Google's image search correlating black people as gorilla's would have been racist if there was anything causing the association other than bad modeling. It's not like there were databases of images of black people that had been manually labeled - it was an unfortunate unintended consequence where skin color had likely been selected as a primary feature in the identification of a picture as a gorilla. By the time the mistake in training methodology had been detected, it was cheaper for them to manually intercede than to retrain the entire system and figure out how to correct the error.
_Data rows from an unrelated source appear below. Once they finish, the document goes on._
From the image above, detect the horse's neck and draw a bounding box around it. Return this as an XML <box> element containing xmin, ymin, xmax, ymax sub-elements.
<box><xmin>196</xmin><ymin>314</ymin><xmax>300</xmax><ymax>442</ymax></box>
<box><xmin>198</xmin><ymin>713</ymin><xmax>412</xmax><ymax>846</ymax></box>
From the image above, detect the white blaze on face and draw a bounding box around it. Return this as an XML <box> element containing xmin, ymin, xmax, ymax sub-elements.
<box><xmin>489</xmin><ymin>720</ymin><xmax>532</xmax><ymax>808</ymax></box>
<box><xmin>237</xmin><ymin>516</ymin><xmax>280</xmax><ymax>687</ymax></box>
Racism is something distinctly different. Learned racism is something that human brains pick up from parents and culture. ML Models are not people, they are sets of stochastic associations based on the output of people, some of whom can be racist.

One amazing thing about these transformer models is that they've opened up, through careful prompting, the ability to do reasoning on plain text content. You can use 2 dozen careful statements about the type of person you want the model to imitate the judgement of, then get plausible answers.
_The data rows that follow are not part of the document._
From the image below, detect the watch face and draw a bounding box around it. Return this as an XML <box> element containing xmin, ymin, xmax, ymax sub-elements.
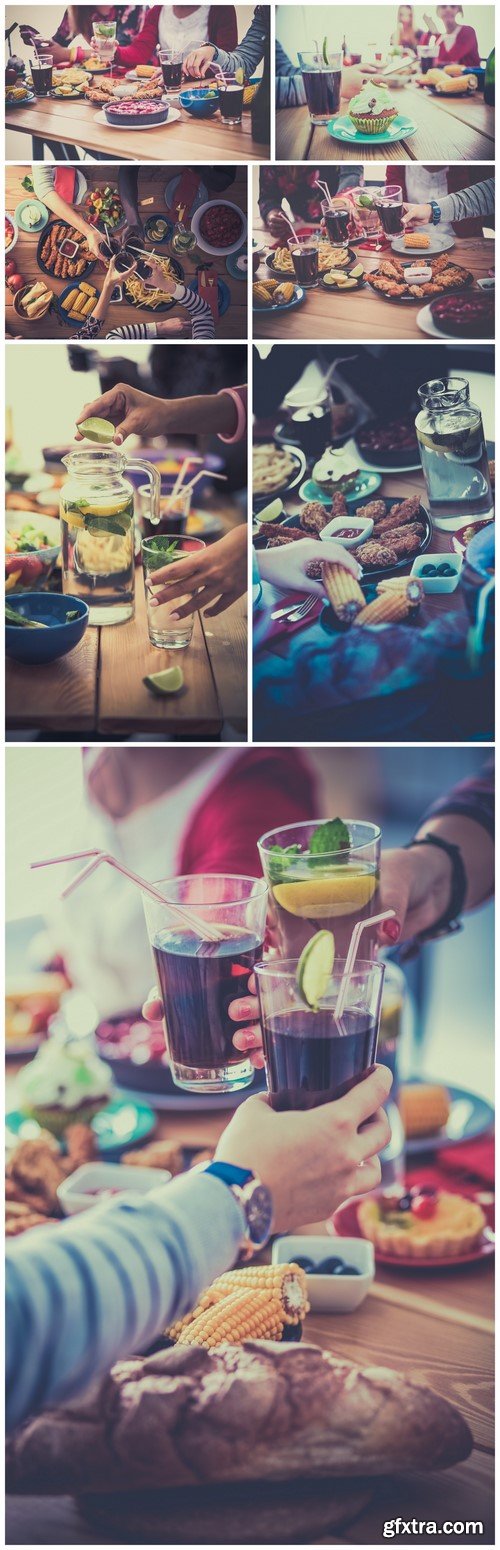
<box><xmin>246</xmin><ymin>1183</ymin><xmax>274</xmax><ymax>1247</ymax></box>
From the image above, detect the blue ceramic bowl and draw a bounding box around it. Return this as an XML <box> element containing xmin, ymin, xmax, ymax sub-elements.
<box><xmin>6</xmin><ymin>593</ymin><xmax>89</xmax><ymax>663</ymax></box>
<box><xmin>179</xmin><ymin>87</ymin><xmax>219</xmax><ymax>117</ymax></box>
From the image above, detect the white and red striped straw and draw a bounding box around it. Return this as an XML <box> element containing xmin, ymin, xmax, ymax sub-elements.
<box><xmin>31</xmin><ymin>849</ymin><xmax>221</xmax><ymax>941</ymax></box>
<box><xmin>336</xmin><ymin>909</ymin><xmax>396</xmax><ymax>1020</ymax></box>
Prompt: Bob is an immigrant to Canada. Bob has spent the last 10 years in Alberta. Bob's complexion is tan and his eyes are dark brown. Bob participates in his community and volunteers at the local animal shelter. Bob has been married to his husband, Francis for 4 years.

Does Bob think ||white/black/haitian/Klingon|| people are violent?

Answer: no

==============

There are ways of eliciting content that deliberately avoids getting tripped up on bias, but also allows for realism.

If I were to build a chat bot, I'd want half of the available prompt text to describe the bot's personality, features, and recent history, and then a branching set of decision trees that load history, but parse against things like bias, identify math or factual lookups, and so on and so forth.

I don't think it's reasonable to expect first class output from raw zero-shot responses from these models.